Betriebsübergang auch ohne Übertragung von Betriebsmitteln

Der Europäische Gerichtshof (EuGH) hat sich im Rahmen eines Vorabentscheidungsersuchens des Arbeitsgerichts Cottbus zu der Frage geäußert, ob ein Betriebsübergang im Sinne der Richtlinie 2001/23/EG und damit im Sinne des § 613a BGB auch dann vorliegen kann, wenn keine materiellen Betriebsmittel auf den Erwerber übergehen (EuGH, Urteil vom 27. Februar 2020 – C-298/18).

Ausgangspunkt

Übertragung von Betriebsmitteln bei Betriebsübergang?

 

Der Europäische Gerichtshof (EuGH) hat sich im Rahmen eines Vorabentscheidungsersuchens des Arbeitsgerichts Cottbus zu der Frage geäußert, ob ein Betriebsübergang im Sinne der Richtlinie 2001/23/EG und damit im Sinne des § 613a BGB auch dann vorliegen kann, wenn keine materiellen Betriebsmittel auf den Erwerber übergehen (EuGH, Urteil vom 27. Februar 2020 – C-298/18).

Ausgangspunkt war die Situation, dass ein ostdeutscher Landkreis einen Auftrag zum Betrieb von Buslinien neu ausschrieb. Der bisherige Busunternehmer bewarb sich nicht mehr auf diese Ausschreibung, sondern stellte seinen Geschäftsbetrieb ein und kündigte allen Arbeitnehmern.

Das Unternehmen, welches den Auftrag erhielt, stellte den überwiegenden Teil der Busfahrer ein, übernahm aber weder die Busse noch sonstige Betriebsmittel vom bisherigen Auftragnehmer. Grund hierfür war unter anderem, dass die Busse nicht mehr die Abgasnorm erfüllten, die in den Ausschreibungsbedingungen gefordert war, und daher schlicht zu alt waren.

In mehreren Verfahren vor dem Arbeitsgericht Cottbus stellten sich Arbeitnehmer auf den Standpunkt, dass es zwischen dem alten und dem neuen Unternehmer zu einem Betriebsübergang im Sinne des § 613a BGB gekommen sei mit der Folge, dass ihre mit dem früheren Busunternehmer abgeschlossenen Arbeitsverhältnisse bei dem Nachfolger fortbestünden.

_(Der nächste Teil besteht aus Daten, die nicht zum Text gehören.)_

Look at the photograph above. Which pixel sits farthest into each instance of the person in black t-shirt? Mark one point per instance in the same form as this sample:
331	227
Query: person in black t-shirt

Dieser argumentierte, dass ein Betriebsübergang nicht vorliegen könne, wenn keinerlei Betriebsmittel übernommen werden, und folgte damit der bisherigen Rechtsprechung des EuGH in einem vergleichbaren Fall (EuGH, Urteil vom 25. Januar 2001 – C-172/99) wie auch des Bundesarbeitsgerichts (BAG), welches in einer jüngeren Entscheidung, bei der die Fahrer eines Rettungsdienstes, aber nicht die Krankenwagen übernommen worden waren, ebenfalls einen Betriebsübergang verneinte (BAG, Urteil vom 25. August 2016 – 8 AZR 53/15). Von der Gegenseite wurde vertreten, dass allein die Busfahrer aufgrund ihrer Kenntnisse der Region, der Strecken und der Fahrpläne die wirtschaftliche Einheit prägten und daher ein Betriebsübergang infolge der Übernahme dieser Fahrer vorläge.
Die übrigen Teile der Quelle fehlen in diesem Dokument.